Computers Off Limits to Anthem in Breach Suit

     SAN FRANCISCO (CN) – A federal judge denied Anthem’s request for access to computers of former customers who accuse the insurance giant of failing to protect their personal information in an enormous data breach last year.
     Anthem filed a motion seeking permission to access plaintiffs’ computers, smartphones and tablets to image and copy them to determine whether the data breach or embedded malware was responsible for the potential harm that could include identity theft and tax problems.
     U.S. District Judge Nathaniel Cousins told Anthem it was “ironic that the defense was seeking discovery of the plaintiff’s personal information when the core allegations of the plaintiffs is the defense failed to protect them from damage to their personal information.”
     Anthem attorney Des Hogan said that Anthem did not seek user-generated content, such as photos, word documents or other personal information, but wanted to inspect the computers to see if they contained malware capable of creating the harm alleged by the plaintiffs.
     “This was a state-sponsored cyber attack,” Hogan said. “The attackers were not selling their information to the deep and dark Web, where people buy Social Security numbers.”
     China is believed to be behind the cyber attack, though it has denied responsibility.
     Hogan said that tax issues claimed by one plaintiff could have been caused by a security failing other than the Anthem data breach, and the company needs the computers of certain individual plaintiffs to determine that.
     “There is a significant industry of criminals fishing and aiming malware at personal computers and tablets,” Hogan said. “Personal information is extracted and sold by criminals in the deep and dark Web. Our belief is that is the cause.”
     Cousins conceded there was probative value to allowing Anthem to ascertain whether malware caused some of the problems, but he ruled for the customers.
     Plaintiffs’ attorney Eve Cervantez told the judge that allowing Anthem access to computers, tablets and phones would place an unfair burden on the plaintiffs by forcing them to hand over personal information to a company they are suing for failing to protect their information.
     “It is exceedingly burdensome, exceedingly invasive,” Cervantez said. “Even if the expert was able to determine the type of malware that can export data, they are not going to be able to tell the kind of information that was exported or know whether it was taken in the Anthem data breach.”
     Cervantez called it “a narrow fishing expedition for such an invasive process.”
     Cousins agreed, saying that a ruling for Anthem could produce a “chilling effect on the plaintiffs, not just these plaintiffs, but if future plaintiffs knew their computer and phone might be taken, it might prevent them from bringing such claims as this.”
     Cousins allowed latitude for the parties to agree upon a less-intrusive manner by which to determine to what extent the data breach caused the alleged harm, or whether other factors may have contributed.

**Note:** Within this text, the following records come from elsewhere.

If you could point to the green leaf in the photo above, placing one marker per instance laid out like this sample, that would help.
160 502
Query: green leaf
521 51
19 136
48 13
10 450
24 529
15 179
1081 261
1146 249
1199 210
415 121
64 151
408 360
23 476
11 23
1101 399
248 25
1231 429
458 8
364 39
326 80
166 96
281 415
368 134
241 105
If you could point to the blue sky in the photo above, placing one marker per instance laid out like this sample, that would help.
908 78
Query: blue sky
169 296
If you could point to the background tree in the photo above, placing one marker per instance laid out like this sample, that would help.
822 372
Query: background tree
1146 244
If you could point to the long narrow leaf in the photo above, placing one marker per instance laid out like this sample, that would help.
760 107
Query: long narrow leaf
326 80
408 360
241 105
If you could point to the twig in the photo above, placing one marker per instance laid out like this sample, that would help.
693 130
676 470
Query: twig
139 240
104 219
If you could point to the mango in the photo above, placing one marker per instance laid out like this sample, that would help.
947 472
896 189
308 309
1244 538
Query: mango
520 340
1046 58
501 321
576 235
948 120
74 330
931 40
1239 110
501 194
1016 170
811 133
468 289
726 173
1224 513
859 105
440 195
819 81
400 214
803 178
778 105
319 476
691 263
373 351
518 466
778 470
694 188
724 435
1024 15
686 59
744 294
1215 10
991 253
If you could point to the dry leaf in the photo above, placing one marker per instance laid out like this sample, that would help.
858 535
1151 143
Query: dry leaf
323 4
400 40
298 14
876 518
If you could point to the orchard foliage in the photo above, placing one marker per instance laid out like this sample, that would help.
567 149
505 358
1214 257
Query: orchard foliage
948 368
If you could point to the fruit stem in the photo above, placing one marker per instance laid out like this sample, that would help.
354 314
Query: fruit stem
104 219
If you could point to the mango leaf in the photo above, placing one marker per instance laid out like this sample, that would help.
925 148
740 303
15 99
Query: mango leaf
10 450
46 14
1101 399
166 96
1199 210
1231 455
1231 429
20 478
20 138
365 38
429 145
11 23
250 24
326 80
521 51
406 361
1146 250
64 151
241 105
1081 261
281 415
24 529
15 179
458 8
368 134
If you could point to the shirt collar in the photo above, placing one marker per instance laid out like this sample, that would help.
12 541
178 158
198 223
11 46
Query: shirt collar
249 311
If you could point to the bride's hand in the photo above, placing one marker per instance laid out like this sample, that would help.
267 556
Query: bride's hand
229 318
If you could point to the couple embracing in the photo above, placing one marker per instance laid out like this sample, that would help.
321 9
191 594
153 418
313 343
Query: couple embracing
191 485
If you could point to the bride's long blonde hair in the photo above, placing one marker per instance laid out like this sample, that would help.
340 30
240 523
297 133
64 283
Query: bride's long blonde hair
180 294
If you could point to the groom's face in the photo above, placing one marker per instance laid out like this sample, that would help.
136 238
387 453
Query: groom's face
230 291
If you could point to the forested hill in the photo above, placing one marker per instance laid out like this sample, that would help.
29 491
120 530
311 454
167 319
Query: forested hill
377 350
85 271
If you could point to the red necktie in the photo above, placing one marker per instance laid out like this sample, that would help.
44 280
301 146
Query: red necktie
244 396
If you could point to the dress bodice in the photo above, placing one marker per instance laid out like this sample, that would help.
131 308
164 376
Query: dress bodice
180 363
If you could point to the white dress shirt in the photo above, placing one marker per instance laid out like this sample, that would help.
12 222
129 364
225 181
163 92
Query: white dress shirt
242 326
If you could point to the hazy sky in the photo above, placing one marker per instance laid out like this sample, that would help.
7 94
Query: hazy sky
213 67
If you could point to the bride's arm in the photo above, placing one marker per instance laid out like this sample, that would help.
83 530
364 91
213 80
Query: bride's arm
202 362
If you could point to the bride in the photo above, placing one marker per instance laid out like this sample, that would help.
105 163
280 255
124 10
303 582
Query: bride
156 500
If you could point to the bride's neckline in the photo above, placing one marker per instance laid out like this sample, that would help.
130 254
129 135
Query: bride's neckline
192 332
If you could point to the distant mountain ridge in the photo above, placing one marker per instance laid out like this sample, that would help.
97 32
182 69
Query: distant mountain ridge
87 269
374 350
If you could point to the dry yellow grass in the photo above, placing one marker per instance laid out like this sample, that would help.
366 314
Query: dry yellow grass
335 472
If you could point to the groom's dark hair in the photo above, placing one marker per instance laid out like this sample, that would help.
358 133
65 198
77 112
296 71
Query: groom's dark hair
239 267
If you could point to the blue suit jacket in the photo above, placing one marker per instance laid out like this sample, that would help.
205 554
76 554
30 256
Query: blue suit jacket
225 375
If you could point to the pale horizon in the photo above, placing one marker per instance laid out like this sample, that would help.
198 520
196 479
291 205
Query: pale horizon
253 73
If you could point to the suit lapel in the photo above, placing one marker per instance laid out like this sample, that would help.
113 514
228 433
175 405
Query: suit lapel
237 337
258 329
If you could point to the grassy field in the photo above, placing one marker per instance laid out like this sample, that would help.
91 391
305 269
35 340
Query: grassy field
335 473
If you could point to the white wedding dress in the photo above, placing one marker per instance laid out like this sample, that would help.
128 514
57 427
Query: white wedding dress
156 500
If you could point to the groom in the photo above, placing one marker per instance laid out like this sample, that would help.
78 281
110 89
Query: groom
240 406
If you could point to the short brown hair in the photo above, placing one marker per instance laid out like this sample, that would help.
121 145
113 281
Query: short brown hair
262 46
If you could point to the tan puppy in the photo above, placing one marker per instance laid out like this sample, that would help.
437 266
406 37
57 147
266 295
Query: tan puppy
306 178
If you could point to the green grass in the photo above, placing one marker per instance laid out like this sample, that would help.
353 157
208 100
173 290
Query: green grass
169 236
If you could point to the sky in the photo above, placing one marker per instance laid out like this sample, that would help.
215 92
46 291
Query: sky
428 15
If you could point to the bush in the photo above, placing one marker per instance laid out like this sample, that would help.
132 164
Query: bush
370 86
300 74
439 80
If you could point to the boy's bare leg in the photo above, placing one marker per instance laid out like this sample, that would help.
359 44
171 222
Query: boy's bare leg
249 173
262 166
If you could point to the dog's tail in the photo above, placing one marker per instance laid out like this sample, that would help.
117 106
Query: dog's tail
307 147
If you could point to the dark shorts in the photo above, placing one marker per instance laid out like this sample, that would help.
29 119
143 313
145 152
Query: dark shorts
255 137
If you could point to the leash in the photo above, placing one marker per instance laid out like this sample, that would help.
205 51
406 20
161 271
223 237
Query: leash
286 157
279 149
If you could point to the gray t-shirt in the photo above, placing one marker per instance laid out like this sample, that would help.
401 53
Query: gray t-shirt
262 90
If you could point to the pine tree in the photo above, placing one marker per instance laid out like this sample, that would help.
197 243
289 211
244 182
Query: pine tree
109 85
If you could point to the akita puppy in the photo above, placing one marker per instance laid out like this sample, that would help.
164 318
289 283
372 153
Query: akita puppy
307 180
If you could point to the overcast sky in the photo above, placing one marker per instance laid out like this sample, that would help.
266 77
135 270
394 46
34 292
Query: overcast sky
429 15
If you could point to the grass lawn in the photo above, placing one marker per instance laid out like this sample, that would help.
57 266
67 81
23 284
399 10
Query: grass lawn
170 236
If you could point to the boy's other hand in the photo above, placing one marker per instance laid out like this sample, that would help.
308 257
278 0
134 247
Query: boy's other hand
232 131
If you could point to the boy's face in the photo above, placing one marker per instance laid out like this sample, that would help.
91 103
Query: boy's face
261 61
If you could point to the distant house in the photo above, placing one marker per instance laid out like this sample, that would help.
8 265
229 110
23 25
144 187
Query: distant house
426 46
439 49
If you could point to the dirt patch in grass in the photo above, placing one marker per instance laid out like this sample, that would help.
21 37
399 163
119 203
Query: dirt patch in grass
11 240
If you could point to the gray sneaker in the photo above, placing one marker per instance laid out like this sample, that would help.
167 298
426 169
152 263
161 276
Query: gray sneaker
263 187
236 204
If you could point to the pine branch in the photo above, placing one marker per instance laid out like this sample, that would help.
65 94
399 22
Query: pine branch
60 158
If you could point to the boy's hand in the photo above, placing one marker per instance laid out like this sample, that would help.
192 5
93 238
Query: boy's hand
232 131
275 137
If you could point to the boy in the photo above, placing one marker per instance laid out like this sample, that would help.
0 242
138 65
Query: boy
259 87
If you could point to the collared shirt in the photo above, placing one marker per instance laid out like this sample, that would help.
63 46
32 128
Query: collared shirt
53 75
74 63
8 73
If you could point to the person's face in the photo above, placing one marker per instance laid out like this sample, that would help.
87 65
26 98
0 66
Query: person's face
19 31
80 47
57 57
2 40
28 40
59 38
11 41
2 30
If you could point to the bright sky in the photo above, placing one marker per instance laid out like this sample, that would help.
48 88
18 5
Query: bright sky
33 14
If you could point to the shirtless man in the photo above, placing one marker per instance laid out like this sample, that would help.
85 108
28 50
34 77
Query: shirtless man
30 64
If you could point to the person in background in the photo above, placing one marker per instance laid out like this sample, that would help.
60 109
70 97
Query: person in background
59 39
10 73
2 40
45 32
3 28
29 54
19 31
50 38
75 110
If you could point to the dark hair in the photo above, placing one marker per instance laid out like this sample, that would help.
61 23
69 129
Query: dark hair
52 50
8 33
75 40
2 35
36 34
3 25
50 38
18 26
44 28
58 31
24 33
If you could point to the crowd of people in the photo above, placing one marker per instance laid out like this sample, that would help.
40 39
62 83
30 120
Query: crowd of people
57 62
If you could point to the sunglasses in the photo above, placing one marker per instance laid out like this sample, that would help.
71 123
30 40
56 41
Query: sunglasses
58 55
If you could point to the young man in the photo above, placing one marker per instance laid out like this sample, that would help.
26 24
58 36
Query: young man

     He encouraged both sides to encourage their cybersecurity experts to collaborate and come up with a targeted and safe way to explore the evidentiary item in question.
     “I think both parties could find some common ground that would allow some discovery, but would not be so burdensome on the privacy interests of the plaintiffs,” Cousins said.
     Cervantez told Courthouse News: “This was an important ruling because Judge Cousins recognized that ordering Anthem’s requested discovery would have a chilling effect on these and future plaintiffs’ willingness to step forward and vindicate their rights.”
     The Anthem Data breach, which the company disclosed in February 2015, involved more than 37 million records from the company’s computer system, affecting an estimated 80 million people.
     The records included information such as credit card numbers, Social Security numbers, income, home and email addresses and employment information.